JUDICIAL REVIEW proceedings law insider

Mitali Palnitkar

Published On: February 21, 2022 at 15:21

On February 18, it was observed by the Supreme Court that the power of Judicial Review in the matters of Disciplinary Inquiries, discharged by the Constitutional Courts under Articles 226 and 227 of the Constitution is not analogous to the Adjudication of the Case on merits as an Appellate Authority.

The Division Bench comprised of Justices Ajay Rastogi and Abhay S Oka. It was dealing with an Appeal challenging an Allahabad High Court Order which had set aside the Disciplinary Proceedings and consequential punishment inflicted upon the Respondent, who while working as an officiating manager at UCO Bank had committed misconduct.

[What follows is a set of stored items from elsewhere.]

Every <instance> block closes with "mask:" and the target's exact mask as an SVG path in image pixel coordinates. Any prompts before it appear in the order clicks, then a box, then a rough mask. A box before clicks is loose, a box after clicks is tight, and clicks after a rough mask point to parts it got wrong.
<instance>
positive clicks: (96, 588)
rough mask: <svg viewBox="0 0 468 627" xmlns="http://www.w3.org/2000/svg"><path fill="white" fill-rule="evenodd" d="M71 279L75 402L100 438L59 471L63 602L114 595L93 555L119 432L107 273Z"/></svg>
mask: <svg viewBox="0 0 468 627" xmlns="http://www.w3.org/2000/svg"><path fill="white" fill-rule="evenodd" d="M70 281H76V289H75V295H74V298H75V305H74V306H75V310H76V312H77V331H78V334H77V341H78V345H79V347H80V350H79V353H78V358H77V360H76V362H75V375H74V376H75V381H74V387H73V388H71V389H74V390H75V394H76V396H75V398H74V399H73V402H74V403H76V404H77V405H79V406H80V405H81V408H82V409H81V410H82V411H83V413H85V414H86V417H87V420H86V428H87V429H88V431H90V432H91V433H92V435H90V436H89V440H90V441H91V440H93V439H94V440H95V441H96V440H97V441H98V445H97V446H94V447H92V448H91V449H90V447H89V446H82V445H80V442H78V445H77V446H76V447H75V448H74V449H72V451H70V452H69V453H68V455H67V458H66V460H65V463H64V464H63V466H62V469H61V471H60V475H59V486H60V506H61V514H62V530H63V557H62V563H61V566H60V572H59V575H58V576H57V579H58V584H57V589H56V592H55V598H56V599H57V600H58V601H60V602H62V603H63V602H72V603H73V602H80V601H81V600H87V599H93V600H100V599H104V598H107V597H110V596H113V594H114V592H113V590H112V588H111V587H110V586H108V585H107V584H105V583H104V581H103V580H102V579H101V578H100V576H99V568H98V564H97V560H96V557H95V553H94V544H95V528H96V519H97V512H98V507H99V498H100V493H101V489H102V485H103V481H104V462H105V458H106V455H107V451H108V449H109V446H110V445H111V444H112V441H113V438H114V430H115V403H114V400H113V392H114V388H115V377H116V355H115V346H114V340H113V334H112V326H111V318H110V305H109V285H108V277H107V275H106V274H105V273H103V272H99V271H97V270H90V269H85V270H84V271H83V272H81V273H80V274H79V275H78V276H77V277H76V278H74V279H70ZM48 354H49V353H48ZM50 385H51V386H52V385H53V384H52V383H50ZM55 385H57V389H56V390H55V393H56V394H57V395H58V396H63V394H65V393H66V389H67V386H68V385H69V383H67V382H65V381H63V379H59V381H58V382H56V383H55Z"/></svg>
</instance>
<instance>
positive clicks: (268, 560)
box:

An Inquiry was conducted against the Respondent under UCO Bank Officers Employees’ (Conduct) Regulations, 1976 where he was found guilty for three Charges alleged against him but one Charge was not proved.

The Inquiry was upheld by the Disciplinary Authority and punishment was imposed on the Respondent. The Respondent filed an Appeal but the guilt of the Respondent was upheld by the Appellate Authority, and the punishment imposed on disciplinary authority on two charges was modified.

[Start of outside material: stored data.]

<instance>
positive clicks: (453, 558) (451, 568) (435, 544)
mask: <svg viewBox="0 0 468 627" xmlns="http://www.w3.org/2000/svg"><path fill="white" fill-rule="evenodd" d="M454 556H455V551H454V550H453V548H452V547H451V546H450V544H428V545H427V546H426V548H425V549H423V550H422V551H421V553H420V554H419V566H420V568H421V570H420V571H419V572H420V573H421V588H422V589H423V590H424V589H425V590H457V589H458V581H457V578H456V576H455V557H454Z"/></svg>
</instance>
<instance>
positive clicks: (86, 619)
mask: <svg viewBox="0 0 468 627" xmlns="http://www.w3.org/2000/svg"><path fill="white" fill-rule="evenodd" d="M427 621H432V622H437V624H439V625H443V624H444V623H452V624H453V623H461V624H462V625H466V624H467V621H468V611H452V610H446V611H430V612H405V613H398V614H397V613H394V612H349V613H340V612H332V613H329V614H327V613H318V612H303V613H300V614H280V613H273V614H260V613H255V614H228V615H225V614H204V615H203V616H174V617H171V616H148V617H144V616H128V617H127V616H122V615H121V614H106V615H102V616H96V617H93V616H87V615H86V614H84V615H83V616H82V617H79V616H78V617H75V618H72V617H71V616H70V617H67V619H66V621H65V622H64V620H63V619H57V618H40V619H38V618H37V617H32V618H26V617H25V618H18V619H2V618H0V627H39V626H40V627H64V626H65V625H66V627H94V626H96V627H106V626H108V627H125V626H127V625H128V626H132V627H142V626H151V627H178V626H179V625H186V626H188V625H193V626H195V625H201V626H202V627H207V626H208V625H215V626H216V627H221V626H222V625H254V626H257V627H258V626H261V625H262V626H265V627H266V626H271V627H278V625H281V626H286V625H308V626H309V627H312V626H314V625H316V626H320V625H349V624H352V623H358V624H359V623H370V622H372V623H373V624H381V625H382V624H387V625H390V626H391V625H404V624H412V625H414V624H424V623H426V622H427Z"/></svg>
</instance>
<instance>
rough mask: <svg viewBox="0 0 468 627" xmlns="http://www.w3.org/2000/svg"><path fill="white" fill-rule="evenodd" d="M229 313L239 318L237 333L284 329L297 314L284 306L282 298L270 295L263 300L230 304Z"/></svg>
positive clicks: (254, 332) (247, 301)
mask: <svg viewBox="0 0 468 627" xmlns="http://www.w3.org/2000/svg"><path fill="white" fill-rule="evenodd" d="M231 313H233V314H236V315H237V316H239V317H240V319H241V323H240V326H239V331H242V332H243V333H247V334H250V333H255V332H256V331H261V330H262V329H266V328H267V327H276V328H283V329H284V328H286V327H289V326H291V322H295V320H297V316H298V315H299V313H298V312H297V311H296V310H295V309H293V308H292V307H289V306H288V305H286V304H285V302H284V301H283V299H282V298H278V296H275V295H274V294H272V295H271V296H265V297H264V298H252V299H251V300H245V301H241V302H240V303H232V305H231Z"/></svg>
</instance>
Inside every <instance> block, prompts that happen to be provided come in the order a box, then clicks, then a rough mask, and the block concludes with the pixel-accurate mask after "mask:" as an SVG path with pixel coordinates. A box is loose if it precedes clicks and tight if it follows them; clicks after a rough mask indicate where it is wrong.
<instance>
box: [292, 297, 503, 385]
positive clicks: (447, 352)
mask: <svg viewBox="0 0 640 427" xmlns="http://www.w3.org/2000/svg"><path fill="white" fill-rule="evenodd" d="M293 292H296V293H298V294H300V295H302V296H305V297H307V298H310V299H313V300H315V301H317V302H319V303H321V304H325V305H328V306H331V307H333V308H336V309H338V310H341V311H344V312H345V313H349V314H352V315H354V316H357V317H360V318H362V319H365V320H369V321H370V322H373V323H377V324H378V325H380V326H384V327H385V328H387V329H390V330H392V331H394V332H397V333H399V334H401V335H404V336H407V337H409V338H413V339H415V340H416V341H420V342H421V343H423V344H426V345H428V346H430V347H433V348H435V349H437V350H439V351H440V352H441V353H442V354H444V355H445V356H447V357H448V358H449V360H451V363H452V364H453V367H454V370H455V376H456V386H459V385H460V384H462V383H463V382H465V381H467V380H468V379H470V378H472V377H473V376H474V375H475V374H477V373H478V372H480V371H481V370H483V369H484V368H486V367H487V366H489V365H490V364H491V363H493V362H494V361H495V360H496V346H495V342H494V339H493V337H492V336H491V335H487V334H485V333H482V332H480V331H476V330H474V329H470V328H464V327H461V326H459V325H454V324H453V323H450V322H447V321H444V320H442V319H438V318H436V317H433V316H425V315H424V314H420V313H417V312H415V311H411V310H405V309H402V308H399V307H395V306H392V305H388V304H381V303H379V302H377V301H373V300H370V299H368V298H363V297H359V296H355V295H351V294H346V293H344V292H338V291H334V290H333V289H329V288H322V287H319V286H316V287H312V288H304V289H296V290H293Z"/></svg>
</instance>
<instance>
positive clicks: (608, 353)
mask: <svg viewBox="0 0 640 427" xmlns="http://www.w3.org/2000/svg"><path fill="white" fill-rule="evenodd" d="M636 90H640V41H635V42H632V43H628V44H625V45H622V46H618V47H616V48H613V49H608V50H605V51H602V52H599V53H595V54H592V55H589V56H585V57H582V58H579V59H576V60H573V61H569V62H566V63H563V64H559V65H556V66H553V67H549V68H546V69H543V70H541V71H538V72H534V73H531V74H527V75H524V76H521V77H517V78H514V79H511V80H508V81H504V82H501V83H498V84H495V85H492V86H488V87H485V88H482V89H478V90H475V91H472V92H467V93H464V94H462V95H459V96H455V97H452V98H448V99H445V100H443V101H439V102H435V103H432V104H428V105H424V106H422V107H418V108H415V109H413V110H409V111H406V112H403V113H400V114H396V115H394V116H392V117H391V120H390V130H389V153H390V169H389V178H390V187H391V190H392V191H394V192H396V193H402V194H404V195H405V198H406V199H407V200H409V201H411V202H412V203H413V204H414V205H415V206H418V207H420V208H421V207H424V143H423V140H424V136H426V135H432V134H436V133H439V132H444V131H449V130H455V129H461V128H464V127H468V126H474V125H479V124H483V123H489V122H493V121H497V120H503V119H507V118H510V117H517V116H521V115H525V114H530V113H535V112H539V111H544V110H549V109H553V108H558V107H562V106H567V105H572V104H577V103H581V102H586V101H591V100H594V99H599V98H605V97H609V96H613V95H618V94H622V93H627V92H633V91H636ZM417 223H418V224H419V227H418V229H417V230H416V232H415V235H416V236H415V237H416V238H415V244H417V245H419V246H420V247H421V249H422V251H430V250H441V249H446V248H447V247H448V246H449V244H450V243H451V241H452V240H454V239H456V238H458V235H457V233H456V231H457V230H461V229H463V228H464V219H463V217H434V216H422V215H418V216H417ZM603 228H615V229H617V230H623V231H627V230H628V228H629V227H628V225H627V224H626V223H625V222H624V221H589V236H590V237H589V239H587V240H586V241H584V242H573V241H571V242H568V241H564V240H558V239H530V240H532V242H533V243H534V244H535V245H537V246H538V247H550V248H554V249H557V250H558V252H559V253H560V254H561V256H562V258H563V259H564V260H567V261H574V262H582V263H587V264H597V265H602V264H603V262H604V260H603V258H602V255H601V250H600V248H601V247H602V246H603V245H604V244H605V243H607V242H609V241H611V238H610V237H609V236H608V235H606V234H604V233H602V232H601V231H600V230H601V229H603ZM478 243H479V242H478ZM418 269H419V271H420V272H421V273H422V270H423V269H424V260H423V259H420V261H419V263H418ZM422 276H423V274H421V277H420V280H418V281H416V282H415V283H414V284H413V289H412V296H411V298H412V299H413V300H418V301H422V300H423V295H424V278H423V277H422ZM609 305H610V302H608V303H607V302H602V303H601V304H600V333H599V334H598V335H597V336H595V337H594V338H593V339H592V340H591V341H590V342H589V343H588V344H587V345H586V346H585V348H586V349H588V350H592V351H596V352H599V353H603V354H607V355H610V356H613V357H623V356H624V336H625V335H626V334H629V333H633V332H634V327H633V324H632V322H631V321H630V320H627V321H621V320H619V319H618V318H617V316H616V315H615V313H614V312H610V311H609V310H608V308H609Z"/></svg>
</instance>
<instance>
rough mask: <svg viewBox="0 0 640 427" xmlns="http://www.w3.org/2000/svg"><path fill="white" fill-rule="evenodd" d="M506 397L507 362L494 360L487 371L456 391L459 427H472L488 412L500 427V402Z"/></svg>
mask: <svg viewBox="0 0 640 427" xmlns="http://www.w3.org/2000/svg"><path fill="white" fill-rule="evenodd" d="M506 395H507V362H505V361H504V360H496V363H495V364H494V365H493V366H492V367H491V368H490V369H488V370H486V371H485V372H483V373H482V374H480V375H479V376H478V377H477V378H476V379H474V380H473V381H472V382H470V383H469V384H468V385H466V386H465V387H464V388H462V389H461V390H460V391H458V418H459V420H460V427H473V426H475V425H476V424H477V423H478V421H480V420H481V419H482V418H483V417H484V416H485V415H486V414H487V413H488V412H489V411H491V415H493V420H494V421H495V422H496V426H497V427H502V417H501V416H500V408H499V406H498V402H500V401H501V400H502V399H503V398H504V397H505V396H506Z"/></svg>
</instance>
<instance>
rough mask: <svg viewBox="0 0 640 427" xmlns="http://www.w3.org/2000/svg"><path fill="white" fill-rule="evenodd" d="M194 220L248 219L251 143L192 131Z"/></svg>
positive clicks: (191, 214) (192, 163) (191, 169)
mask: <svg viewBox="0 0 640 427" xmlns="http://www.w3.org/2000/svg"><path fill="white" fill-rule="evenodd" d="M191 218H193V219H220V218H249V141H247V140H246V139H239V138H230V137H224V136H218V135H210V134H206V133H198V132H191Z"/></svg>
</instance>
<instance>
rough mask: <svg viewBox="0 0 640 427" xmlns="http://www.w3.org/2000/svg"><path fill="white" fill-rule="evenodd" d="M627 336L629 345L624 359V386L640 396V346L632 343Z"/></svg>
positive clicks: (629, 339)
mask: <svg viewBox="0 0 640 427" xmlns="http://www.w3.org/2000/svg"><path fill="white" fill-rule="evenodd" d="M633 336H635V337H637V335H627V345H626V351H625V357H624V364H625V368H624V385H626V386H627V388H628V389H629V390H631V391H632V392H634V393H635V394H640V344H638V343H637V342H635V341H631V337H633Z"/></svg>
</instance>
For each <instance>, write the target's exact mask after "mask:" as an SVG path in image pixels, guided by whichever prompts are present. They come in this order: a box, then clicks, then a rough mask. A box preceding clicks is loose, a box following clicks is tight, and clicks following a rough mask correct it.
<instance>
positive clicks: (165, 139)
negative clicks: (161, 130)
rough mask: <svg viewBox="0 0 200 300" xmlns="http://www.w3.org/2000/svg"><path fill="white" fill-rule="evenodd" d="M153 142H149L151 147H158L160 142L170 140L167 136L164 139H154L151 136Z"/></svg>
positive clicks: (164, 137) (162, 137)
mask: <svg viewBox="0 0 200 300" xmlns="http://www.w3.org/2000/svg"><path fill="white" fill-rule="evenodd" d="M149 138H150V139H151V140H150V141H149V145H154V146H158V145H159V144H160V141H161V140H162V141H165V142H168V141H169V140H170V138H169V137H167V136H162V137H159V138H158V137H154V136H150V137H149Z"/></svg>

The Respondent was aggrieved and filed a Writ Petition before the Allahabad High Court challenging the Penalty imposed. The High Court exonerated the Respondent of the two charges, but his guilt for one of the charges was upheld. Thereafter, an Appeal was filed in the Supreme Court.

The Supreme Court noted that the High Court made an error in proceeding on premise that the Appellate authority while modifying the punishment for two charges had exonerated the Respondent.

It analyzed the power of High Court and scope of Judicial Review under Articles 226 and 227 in matter related to disciplinary inquiry. It observed that the Constitutional Courts shall not assume the role of Appellate authority where Jurisdiction is circumscribed by the limits of correcting errors of law or procedural errors leading to injustice or violation of principles of natural justice.

The Court also noted that the Respondent did not argue against the manner of inquiry or lapses occurred or procedure not followed. Therefore, the court set aside the High Court Order and allowed the Appeal.